Bayreuth. Die Wege zu den Bayreuther Festspielen führen so oder so über Beziehungen. Bevor sich am heutigen Freitagnachmittag der Vorhang zu "Tannhäuser und der Sängerkrieg auf Wartburg" hebt, haben schon rund 14.000 Zuschauer das Programm der 103. Spielzeit genossen, das neben neben dem Ring und "Tannhäuser" auch "Der fliegende Holländer" und "Lohengrin" umfasst. Sie konnten mindestens eines der Tickets für die sieben Generalproben ergattern. Damit ist schon rund ein Fünftel des heurigen Bayreuth-Publikums versorgt; das Kontingent für die regulären Aufführungen während der 30 Festspieltage beläuft sich auf noch einmal rund 58.000 Eintrittskarten.

2011 wurde bekannt, dass nicht einmal die Hälfte der Tickets in den freien Verkauf gelangte und knapp 60 Prozent der Eintrittskarten in Form von Kontingenten besonderen Zielgruppen zur Verfügung gestellt wurden. Im Aufschrei über diese fragwürdigen Vergabepraktiken ging nahezu unter, dass die (an sich unverkäuflichen) Billets für die Generalproben unter der Hand oft zu horrenden Preisen gehandelt wurden. Den Schwarzhändlern wurde es nicht zuletzt durch vergleichsweise lässige Kontrollen bei der Ausgabe der Eintrittskarten sehr leicht gemacht.

Wer die begehrten Tickets bekommt

Die Festspielleiterinnen Katharina Wagner und Eva Wagner-Pasquier haben aus allem ganz offensichtlich gelernt.

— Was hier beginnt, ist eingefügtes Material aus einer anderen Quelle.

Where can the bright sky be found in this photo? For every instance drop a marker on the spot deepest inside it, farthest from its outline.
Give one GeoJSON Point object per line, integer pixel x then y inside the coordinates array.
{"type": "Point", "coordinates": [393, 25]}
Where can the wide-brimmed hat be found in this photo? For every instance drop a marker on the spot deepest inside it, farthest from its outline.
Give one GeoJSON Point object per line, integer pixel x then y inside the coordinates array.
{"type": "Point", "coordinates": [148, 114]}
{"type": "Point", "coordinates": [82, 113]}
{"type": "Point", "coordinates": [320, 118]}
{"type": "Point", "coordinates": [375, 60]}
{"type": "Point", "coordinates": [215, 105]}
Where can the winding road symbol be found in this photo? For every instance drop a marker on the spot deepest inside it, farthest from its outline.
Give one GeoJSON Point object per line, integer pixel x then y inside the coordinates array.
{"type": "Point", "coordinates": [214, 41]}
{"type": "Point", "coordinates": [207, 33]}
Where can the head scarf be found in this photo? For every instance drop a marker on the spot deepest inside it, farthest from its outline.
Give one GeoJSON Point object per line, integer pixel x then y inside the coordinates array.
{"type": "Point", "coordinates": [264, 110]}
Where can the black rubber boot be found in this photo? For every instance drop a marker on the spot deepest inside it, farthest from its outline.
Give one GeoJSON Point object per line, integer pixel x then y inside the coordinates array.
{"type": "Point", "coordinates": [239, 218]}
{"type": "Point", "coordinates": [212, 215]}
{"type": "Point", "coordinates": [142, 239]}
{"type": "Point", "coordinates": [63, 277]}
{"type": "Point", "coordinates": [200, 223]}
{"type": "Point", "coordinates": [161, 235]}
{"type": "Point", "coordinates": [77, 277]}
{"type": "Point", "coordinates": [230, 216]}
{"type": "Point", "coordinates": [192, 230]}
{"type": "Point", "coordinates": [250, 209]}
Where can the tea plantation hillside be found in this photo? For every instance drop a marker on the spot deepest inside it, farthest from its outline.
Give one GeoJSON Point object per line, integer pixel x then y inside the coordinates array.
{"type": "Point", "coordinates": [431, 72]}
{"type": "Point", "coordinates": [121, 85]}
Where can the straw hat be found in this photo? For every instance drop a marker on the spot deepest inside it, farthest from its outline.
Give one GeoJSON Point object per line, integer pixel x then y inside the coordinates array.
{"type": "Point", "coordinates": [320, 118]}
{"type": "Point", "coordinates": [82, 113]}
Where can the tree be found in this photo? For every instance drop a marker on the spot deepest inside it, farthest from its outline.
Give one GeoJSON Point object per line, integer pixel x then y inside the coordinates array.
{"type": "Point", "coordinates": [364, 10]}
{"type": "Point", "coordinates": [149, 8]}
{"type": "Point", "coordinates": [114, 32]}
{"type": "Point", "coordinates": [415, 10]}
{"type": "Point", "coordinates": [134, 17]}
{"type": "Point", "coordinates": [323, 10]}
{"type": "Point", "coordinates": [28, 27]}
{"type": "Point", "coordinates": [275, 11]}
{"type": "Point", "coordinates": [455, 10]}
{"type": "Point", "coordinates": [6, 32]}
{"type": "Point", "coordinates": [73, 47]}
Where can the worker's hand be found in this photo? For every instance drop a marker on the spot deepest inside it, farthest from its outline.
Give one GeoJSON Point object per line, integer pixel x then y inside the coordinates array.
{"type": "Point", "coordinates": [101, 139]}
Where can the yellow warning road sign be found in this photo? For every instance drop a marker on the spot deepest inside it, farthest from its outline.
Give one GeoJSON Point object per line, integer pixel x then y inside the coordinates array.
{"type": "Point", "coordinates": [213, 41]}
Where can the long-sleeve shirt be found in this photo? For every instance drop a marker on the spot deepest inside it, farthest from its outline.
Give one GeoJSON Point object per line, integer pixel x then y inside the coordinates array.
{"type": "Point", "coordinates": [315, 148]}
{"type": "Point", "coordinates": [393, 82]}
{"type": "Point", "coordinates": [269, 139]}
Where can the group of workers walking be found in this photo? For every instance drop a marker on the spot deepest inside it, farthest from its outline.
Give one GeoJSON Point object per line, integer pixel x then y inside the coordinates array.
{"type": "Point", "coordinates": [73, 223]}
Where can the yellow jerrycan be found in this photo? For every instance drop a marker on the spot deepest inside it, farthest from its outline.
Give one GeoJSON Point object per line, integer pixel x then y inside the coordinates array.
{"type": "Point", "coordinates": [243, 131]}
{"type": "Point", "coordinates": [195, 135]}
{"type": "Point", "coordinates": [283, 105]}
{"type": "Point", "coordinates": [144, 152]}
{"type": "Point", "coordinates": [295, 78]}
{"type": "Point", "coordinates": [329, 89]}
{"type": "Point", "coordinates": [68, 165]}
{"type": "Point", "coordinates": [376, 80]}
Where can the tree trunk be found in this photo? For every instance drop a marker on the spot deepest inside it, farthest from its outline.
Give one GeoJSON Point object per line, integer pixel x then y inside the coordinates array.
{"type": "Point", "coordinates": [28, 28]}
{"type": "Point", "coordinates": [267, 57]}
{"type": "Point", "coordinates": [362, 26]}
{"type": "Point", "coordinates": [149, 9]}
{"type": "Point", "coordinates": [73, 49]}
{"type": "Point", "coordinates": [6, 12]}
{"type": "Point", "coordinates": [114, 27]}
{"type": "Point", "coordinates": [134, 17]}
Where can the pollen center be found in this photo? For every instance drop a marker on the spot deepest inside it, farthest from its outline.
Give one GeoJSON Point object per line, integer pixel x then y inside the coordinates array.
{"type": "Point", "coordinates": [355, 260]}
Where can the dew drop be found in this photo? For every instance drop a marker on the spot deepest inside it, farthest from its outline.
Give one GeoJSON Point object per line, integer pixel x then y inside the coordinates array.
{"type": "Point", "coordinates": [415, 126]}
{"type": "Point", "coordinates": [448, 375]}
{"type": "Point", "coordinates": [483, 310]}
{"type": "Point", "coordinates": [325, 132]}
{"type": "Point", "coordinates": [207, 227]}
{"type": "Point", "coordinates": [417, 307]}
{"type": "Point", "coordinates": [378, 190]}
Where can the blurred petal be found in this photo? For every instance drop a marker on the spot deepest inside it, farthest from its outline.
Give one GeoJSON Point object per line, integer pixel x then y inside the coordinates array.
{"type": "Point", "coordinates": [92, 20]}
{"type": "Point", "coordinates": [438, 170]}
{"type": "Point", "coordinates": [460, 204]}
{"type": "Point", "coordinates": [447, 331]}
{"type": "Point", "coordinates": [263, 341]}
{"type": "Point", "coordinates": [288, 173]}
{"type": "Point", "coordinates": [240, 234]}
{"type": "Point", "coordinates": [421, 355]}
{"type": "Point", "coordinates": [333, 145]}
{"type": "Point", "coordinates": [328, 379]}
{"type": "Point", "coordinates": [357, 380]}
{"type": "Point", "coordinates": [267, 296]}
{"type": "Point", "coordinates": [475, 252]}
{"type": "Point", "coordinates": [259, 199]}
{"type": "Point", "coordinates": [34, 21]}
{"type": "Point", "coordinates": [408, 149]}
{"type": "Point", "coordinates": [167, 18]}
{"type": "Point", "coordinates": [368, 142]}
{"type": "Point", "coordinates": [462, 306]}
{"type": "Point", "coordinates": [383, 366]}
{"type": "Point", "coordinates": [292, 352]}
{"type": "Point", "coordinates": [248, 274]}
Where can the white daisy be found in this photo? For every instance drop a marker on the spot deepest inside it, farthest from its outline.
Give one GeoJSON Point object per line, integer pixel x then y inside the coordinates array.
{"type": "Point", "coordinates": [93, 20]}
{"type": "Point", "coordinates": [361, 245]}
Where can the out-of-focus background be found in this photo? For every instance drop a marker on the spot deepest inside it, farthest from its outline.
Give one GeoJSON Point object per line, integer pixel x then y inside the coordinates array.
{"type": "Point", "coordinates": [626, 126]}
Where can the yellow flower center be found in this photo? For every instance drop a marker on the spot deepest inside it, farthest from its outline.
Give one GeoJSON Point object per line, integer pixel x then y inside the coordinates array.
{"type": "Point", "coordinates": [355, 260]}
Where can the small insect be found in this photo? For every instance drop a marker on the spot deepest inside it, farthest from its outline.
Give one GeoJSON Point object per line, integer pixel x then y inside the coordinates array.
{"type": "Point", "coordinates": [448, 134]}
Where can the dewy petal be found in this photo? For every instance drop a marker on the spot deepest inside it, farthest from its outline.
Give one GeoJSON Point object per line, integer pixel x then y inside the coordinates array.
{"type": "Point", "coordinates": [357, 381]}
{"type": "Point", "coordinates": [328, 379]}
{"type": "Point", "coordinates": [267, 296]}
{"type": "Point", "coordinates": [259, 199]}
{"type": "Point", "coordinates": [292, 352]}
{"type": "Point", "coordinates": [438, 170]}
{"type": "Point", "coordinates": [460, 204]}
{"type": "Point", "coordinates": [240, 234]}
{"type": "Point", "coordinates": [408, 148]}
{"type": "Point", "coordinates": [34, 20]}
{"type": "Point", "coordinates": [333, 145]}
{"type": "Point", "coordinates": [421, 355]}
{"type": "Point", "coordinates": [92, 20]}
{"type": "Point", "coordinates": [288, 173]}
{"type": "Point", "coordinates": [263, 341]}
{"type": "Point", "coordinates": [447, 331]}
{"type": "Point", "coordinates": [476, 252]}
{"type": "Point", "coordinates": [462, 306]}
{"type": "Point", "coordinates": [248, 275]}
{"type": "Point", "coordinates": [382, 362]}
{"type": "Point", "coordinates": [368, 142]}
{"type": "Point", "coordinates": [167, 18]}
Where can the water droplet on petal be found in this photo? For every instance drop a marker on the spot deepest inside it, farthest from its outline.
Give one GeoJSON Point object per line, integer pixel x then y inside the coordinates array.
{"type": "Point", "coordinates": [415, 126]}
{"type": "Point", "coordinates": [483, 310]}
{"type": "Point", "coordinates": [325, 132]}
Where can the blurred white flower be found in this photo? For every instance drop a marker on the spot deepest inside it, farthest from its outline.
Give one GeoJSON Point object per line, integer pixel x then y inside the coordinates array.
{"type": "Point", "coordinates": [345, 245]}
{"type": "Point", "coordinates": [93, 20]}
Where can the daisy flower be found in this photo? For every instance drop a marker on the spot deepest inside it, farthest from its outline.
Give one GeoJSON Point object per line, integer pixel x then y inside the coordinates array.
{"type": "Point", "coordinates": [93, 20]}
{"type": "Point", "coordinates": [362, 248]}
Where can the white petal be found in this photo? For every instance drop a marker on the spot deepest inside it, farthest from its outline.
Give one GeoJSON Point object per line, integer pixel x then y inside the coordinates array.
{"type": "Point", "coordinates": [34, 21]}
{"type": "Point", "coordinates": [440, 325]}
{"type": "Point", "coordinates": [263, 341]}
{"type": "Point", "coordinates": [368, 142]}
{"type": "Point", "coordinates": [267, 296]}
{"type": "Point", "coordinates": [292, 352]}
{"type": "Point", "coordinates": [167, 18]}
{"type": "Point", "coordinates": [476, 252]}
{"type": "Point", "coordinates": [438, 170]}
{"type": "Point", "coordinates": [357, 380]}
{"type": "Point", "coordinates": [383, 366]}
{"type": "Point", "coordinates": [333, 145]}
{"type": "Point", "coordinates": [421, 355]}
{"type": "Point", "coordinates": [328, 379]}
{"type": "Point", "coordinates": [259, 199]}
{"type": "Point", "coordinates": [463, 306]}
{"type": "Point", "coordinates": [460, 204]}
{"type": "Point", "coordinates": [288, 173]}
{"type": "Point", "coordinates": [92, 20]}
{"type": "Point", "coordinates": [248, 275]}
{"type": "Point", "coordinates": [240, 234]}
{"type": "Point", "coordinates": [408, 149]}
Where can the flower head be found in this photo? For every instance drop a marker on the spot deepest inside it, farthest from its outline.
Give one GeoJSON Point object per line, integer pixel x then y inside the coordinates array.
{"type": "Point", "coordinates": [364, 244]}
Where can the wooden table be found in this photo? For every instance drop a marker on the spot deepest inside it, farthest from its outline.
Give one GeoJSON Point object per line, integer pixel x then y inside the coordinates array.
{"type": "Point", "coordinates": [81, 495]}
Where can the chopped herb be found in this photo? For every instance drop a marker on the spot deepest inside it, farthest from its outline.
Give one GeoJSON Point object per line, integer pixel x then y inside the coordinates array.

Hauptvermittler von Tickets für die Generalproben sind die Mitwirkenden der Festspiele. Je nach Dauer der Zugehörigkeit zum Bayreuther Ensemble und ihrer Stellung darin haben sie ein Anrecht auf eine bestimmte Zahl von Tickets. Diese werden ihnen nach dem Zufallsprinzip zugeteilt, müssen innerhalb weniger Minuten im Internet auf den Namen des Generalprobenbesuchers aktiviert werden und gelten nur für die eingetragene Person. Das ausgedruckte Ticket ist vom Mitwirkenden eigenhändig mit dem Namen des Generalprobenbesuchers zu versehen und von diesem zu unterschreiben, am Eingang hat er seinen Pass oder Personalausweis vorzuweisen. An manchen Stellen im Festspielhaus wird die Identität auch vor Beginn einzelner Akte nochmals überprüft. Die Zahl der Generalprobenbesuche ist je Person limitiert.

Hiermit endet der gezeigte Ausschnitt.